Fig. 1: The biased distribution of ischaemic stroke.
figure 1

a A representative brain lesion (left) together with its estimated disconnections (right). b The stroke lesion distribution (top row) compared with the synthetic lesion distribution (bottom row). c The two-dimension space visualisation of stroke (red) and synthetic lesion (blue) distribution. d The two-dimension space visualisation of stroke (red) and synthetic disconnectome (blue) distribution. See also Supplementary Fig. 1 for the exploration of a wide range of t-SNE parameters as well as uniform manifold approximation and projection for dimension reduction—UMAP53. Replication of the disconnection estimates in a lower resolution age matched sample of ten participants indicated a good reproducibility (r = 0.866 ± 0.066).

In the past 20 years, following Meynert’s original insight14 our understanding of the functioning of the brain has evolved from a fractionated entity to an interconnected unity15,16. Brain zones considered critical to function have slowly altered over time, from those visibly damaged17,18 to more distant, long-range zones that were disconnected19,20,21. Recent data even indicate that white matter disconnection might be a better predictor of brain dysfunction and recovery than the location of the lesion itself22,23,24. While our understanding of the anatomo-functional division of the brain surface is quite advanced25,26, the relationship between brain disconnection and dysfunction remains limited and, accordingly, little is known about the functional division of white matter connections in the human brain16.

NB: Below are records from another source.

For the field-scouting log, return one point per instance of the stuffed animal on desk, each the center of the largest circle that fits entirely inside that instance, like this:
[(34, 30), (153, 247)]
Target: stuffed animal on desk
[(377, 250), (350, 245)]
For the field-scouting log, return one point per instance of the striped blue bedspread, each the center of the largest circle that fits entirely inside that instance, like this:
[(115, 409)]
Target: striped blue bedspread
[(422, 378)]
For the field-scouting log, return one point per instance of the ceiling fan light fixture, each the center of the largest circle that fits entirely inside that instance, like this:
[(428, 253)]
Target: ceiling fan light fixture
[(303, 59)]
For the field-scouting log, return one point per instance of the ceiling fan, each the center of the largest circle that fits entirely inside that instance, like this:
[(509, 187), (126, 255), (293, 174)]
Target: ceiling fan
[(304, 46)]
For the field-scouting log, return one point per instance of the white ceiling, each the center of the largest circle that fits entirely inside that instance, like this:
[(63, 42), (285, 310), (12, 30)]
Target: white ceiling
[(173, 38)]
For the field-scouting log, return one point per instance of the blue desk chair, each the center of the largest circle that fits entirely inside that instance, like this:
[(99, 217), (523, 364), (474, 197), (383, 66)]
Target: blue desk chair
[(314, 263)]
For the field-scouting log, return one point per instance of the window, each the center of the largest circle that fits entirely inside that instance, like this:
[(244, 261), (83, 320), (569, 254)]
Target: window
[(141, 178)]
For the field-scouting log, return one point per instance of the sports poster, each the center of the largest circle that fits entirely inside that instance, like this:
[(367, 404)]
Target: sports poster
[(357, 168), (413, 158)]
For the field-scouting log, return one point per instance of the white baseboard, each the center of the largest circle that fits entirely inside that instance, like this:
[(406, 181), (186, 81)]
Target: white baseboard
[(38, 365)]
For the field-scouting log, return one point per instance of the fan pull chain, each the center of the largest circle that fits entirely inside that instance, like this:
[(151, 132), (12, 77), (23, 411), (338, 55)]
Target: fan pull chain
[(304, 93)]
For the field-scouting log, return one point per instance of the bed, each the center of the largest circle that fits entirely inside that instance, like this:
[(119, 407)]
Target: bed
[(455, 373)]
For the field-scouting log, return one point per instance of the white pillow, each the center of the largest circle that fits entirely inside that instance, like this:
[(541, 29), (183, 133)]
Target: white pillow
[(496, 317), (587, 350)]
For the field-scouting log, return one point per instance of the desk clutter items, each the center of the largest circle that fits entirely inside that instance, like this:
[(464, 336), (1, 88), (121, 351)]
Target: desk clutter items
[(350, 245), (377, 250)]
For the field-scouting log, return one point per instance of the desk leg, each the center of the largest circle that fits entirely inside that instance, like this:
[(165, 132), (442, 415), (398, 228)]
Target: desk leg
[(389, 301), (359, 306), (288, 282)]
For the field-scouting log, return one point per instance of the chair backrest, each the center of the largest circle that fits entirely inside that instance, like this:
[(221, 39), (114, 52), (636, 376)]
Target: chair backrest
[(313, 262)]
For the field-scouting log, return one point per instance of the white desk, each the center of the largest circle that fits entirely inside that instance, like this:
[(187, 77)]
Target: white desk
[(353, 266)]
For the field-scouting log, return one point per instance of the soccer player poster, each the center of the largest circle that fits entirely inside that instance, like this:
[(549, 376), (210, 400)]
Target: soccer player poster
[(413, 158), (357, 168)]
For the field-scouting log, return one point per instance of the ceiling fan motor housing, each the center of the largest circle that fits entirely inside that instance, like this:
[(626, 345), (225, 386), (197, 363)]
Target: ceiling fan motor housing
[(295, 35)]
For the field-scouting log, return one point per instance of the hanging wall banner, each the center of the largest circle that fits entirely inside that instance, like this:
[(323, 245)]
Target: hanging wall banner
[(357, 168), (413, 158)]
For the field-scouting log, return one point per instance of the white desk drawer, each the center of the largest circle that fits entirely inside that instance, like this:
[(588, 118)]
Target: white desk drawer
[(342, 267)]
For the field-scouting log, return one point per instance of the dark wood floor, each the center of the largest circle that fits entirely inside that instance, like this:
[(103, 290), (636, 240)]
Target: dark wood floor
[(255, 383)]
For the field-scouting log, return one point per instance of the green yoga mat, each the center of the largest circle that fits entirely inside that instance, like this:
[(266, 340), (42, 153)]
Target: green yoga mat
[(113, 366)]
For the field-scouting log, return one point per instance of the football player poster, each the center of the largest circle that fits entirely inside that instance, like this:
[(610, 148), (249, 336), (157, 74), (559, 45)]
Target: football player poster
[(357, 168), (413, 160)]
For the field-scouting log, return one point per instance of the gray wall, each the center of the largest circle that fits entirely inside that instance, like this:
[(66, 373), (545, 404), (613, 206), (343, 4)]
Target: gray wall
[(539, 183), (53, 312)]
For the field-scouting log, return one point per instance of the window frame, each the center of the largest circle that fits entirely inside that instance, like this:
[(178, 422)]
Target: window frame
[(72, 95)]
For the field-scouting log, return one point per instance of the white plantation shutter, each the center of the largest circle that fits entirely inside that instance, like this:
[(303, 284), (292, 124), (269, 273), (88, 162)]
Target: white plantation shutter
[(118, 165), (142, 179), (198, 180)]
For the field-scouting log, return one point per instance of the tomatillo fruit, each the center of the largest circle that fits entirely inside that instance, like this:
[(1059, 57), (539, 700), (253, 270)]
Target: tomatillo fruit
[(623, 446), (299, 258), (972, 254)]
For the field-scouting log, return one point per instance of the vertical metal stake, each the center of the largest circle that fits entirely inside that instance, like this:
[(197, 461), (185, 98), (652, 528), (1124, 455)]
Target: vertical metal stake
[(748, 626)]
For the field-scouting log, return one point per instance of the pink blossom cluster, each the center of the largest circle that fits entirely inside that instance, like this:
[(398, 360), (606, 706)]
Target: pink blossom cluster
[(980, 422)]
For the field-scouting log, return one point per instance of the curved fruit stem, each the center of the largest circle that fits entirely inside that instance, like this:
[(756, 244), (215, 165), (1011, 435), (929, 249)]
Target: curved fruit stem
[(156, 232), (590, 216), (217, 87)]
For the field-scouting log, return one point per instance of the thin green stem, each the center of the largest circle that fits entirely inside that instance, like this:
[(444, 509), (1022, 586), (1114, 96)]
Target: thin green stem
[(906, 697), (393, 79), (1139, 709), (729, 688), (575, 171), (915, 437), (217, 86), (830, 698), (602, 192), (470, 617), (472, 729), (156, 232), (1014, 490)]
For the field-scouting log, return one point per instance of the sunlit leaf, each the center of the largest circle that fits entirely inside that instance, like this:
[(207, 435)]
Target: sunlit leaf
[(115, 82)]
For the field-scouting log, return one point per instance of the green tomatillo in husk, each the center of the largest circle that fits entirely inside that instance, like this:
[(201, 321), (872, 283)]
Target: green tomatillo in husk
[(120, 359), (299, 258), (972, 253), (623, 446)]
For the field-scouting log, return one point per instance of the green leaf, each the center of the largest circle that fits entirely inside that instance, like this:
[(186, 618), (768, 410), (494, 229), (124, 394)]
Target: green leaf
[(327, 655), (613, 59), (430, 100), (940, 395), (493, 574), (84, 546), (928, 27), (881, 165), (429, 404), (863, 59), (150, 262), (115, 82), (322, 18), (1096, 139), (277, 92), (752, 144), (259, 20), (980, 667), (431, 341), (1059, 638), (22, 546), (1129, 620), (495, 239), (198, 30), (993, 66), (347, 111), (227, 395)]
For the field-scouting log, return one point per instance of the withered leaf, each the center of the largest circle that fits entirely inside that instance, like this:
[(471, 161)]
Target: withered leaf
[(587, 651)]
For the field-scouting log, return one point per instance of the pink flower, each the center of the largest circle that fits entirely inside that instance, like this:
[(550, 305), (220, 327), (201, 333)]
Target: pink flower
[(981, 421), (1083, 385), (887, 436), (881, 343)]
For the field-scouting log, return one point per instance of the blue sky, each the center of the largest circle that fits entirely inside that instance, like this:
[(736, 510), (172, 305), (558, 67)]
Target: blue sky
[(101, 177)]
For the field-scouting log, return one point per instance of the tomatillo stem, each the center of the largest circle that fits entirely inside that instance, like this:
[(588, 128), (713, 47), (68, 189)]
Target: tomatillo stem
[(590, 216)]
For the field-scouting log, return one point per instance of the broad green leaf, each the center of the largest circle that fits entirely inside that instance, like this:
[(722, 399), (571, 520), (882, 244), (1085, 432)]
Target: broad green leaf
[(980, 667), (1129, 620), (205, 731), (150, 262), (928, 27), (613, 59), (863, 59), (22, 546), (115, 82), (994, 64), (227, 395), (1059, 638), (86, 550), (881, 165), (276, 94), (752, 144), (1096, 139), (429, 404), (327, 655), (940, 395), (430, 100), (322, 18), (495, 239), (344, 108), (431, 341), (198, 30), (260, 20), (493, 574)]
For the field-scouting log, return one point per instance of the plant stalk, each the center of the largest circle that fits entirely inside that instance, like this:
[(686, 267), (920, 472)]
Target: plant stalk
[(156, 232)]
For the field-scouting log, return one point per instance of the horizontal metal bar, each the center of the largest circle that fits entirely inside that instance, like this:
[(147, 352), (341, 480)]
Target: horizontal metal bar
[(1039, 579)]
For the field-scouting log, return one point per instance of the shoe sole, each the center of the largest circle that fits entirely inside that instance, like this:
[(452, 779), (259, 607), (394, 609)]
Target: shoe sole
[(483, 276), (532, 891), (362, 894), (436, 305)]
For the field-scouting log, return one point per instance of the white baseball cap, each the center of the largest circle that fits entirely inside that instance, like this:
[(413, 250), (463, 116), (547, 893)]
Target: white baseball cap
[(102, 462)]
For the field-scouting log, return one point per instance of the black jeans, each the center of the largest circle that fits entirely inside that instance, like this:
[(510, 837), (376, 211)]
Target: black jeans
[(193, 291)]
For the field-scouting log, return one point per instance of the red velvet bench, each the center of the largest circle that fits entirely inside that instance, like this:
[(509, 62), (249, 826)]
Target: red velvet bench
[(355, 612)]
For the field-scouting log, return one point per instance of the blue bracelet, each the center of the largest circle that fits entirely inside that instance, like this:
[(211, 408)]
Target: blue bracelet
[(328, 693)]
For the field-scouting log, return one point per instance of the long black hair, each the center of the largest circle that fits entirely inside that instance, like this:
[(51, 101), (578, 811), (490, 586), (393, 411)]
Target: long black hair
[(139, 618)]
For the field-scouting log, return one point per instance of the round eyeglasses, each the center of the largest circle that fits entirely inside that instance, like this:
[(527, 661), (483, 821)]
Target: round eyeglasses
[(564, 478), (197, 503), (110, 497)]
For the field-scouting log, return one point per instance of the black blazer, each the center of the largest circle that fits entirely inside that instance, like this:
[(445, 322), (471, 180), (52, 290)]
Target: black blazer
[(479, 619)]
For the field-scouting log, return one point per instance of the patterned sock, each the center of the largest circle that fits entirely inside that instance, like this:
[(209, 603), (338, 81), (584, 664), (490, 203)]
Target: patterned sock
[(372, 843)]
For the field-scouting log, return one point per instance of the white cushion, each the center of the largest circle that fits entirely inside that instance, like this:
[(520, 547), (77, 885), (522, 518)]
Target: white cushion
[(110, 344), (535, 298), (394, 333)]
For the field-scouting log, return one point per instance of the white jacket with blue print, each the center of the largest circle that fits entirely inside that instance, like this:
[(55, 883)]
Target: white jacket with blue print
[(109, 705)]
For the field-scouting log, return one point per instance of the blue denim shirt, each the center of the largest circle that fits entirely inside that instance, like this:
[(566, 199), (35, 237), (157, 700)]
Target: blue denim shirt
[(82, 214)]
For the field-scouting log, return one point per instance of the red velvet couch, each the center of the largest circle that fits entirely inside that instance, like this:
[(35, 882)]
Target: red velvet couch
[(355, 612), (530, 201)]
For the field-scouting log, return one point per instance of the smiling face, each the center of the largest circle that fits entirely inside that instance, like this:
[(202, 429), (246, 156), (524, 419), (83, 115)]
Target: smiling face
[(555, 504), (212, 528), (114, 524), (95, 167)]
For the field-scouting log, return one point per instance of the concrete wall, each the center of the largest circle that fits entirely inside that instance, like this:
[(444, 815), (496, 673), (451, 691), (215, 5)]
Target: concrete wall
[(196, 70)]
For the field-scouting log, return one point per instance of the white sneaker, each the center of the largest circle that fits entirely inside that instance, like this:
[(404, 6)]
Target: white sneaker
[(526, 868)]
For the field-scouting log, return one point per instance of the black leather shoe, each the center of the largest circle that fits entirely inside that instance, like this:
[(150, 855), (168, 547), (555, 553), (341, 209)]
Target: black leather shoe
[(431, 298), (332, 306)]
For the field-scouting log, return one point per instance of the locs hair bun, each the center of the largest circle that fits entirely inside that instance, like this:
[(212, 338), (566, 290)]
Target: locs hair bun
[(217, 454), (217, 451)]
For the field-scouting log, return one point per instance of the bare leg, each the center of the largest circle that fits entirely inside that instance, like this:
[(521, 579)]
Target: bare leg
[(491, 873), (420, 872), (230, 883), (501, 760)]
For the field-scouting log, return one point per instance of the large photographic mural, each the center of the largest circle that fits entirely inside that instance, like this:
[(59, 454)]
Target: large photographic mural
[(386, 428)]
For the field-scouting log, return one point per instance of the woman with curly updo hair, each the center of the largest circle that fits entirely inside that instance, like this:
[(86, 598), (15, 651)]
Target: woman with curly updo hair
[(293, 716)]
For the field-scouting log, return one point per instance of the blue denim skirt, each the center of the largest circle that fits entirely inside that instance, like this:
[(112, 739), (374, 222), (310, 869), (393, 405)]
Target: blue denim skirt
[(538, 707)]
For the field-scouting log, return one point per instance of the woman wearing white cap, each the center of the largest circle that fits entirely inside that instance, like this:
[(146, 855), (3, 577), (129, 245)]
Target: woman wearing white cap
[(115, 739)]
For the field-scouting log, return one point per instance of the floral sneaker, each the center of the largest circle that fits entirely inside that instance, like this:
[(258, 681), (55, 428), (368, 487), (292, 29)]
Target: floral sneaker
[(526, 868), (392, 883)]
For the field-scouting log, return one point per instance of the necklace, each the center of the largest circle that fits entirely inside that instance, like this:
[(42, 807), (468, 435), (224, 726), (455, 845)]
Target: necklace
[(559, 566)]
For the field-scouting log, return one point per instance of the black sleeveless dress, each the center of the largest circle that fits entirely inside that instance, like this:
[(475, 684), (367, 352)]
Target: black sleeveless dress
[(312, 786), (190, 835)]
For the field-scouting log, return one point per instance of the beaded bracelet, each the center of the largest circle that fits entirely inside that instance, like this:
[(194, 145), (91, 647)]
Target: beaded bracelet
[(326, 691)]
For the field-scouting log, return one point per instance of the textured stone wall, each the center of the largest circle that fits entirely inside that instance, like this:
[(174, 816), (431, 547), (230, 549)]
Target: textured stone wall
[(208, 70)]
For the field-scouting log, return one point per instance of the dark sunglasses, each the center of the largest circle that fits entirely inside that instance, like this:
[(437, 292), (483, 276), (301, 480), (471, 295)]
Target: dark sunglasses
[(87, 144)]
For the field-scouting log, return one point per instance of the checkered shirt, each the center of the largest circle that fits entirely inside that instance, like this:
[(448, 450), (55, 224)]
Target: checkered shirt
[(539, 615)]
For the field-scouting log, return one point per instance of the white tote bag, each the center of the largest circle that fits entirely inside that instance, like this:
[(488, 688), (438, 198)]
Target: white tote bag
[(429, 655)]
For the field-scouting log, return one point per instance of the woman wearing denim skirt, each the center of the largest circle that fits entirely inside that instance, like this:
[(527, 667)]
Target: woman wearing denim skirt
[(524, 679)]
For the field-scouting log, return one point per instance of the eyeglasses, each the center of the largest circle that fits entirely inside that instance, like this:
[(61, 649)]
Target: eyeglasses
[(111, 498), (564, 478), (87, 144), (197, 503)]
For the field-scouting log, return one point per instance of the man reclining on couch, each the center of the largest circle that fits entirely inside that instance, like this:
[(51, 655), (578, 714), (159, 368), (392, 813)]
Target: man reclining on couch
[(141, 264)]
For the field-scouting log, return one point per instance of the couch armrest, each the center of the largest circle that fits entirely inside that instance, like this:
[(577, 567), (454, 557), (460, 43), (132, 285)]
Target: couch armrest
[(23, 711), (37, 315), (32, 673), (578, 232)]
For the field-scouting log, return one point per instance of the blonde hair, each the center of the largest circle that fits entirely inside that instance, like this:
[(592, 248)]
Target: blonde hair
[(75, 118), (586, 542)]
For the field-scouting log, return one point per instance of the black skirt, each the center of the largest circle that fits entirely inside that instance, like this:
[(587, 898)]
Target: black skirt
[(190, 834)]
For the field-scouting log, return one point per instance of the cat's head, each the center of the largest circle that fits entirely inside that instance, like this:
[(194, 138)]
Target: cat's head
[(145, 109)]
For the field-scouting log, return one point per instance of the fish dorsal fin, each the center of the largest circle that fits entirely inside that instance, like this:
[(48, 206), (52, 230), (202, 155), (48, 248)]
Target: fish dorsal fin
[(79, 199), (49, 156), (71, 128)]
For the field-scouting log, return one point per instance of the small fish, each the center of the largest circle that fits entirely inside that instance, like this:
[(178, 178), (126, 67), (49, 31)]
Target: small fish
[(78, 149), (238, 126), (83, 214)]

Neuroimaging, particularly diffusion-weighted imaging (DWI) tractography, now enables the estimation of white matter disconnection after a brain lesion (i.e. disconnectome, Fig. 1a, ref. 27). Joint models of lesions and their estimated disconnections both cohere with task-related activations from functional imaging and better explain clinical profiles19,27,28,29. However, whether the relationship between brain lesion and functional imaging findings is driven by biased clinical observation or the non-stochastic organisation of white matter connections in the human brain is unknown.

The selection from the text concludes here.